Быстро промчались школьные годы, быстро и безрадостно. Чересчур внезапен был переход от романтической родины к слишком реальному, слишком живому Парижу, который покамест давал почувствовать нежному мальчику лишь суровость сопротивления, равнодушие и бешеный, головокружительный ритм. Юношеские годы становятся для него тяжелым, почти трагическим кризисом, — его отблески мерцают в некоторых эпизодах молодости Жана-Кристофа. Он тоскует по участию, по теплу, по взлету, и снова спасительным для него является «излюбленное искусство в столь частые серые часы». Наслаждение для него — как прекрасно описано в «Антуанетте» — редкие воскресные часы на общедоступных концертах, ще вечная волна музыки возносит трепещущее отроческое сердце. Не уменьшилась и власть Шекспира над ним, с тех пор как он с трепетом и восторгом увидел его драмы на сцене; напротив, он отдается им всей душой: «Он захватил меня, и я отдался ему как цветок, в то же время меня, словно равнину, залил дух музыки — Бетховен и Берлиоз еще больше, чем Вагнер. Мне пришлось это искупить. На год или два я словно потонул в цветочном потоке и был подобен почве, впитывающей влагу до гибели. Дважды мне было отказано в приеме в Ecole Normale, благодаря ревнивому обществу Шекспира и музыки, завладевших мной». Впоследствии он открывает для себя третьего наставника, освободителя его веры — Спинозу, которого читает в один из одиноких школьных вечеров; его мягкий, духовный свет с тех пор навсегда озарил его душу. Его идеалами и спутниками всегда были величайшие представители человечества.

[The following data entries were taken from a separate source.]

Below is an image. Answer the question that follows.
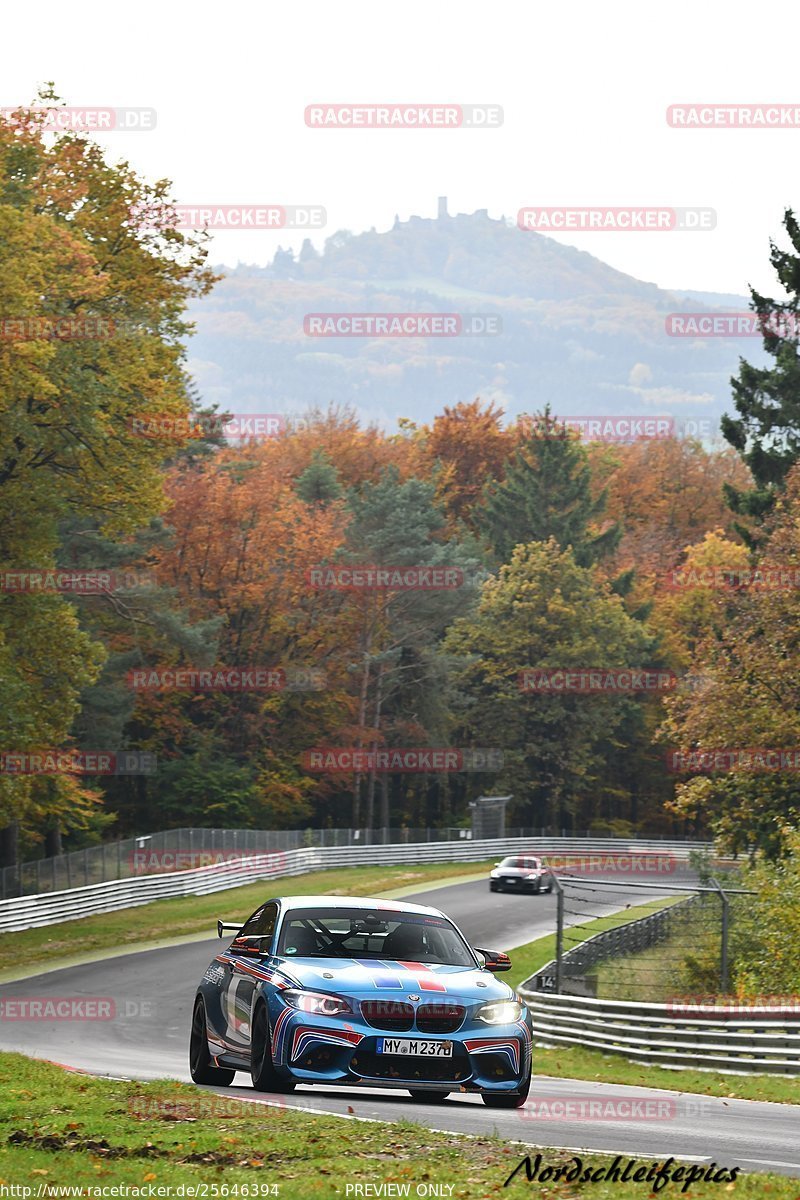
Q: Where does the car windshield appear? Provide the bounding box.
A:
[278,908,475,967]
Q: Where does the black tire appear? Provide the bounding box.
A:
[188,996,236,1087]
[481,1072,530,1109]
[249,1004,295,1092]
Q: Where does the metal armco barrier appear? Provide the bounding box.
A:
[523,896,699,992]
[0,838,711,932]
[517,984,800,1075]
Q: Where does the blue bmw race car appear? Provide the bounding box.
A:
[190,896,531,1109]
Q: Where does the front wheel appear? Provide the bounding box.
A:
[188,996,236,1087]
[481,1072,530,1109]
[249,1004,295,1092]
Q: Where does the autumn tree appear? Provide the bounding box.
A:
[445,539,652,826]
[420,400,518,524]
[477,409,621,566]
[0,94,213,858]
[663,470,800,856]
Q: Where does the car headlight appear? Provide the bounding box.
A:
[281,988,353,1016]
[475,1000,522,1025]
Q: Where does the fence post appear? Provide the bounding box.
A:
[553,875,564,994]
[711,876,730,996]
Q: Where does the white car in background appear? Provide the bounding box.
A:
[489,854,553,895]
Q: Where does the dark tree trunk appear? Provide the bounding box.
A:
[44,824,64,858]
[0,821,19,866]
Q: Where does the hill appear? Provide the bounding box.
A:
[184,211,762,431]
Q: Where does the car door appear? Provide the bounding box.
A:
[222,904,278,1051]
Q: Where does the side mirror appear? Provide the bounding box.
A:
[473,946,511,972]
[229,935,270,959]
[217,920,241,937]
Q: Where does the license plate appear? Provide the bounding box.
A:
[378,1038,452,1058]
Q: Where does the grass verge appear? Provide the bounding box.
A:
[0,863,494,977]
[0,1054,798,1200]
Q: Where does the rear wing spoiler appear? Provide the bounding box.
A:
[217,920,241,937]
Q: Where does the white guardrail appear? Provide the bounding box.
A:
[0,838,711,932]
[517,984,800,1075]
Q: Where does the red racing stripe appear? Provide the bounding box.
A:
[398,960,447,991]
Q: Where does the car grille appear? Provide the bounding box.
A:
[361,1000,414,1033]
[350,1048,471,1084]
[416,1004,465,1033]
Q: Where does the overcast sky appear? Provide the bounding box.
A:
[6,0,800,294]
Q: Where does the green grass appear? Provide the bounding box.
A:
[534,1046,800,1108]
[0,1054,798,1200]
[0,862,494,976]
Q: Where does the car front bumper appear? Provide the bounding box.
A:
[272,1008,531,1092]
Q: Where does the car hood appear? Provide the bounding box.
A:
[272,956,513,1003]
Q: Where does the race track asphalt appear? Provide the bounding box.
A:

За стенами школы его жизненный путь раздваивается между склонностью и долгом. Самым жгучим желанием Рол-лана было стать художником в духе Вагнера, композитором и поэтом в одном лице, создателем героической музыкальной драмы. Уже витают в его воображении музыкальные поэмы, для которых он черпает темы в национальной противоположности Вагнеру — во французских легендах, и одну из них, мистерию «Saint Louis» он впоследствии воплотил в возвышенные слова. Но родители противятся преждевременному стремлению, они требуют практической деятельности и предлагают ему техническое образование в Ecole Polytechnique. Наконец между долгом и склонностью устанавливается счастливое равновесие, избирается изучение гуманитарных наук. Ecole Normale, в которую в конце концов Роллан в 1886 году был принят после блестяще выдержанного экзамена. Благодаря своему особому духу и исторически сложившимся формам общежития она накладывает печать на его мышление и судьбу.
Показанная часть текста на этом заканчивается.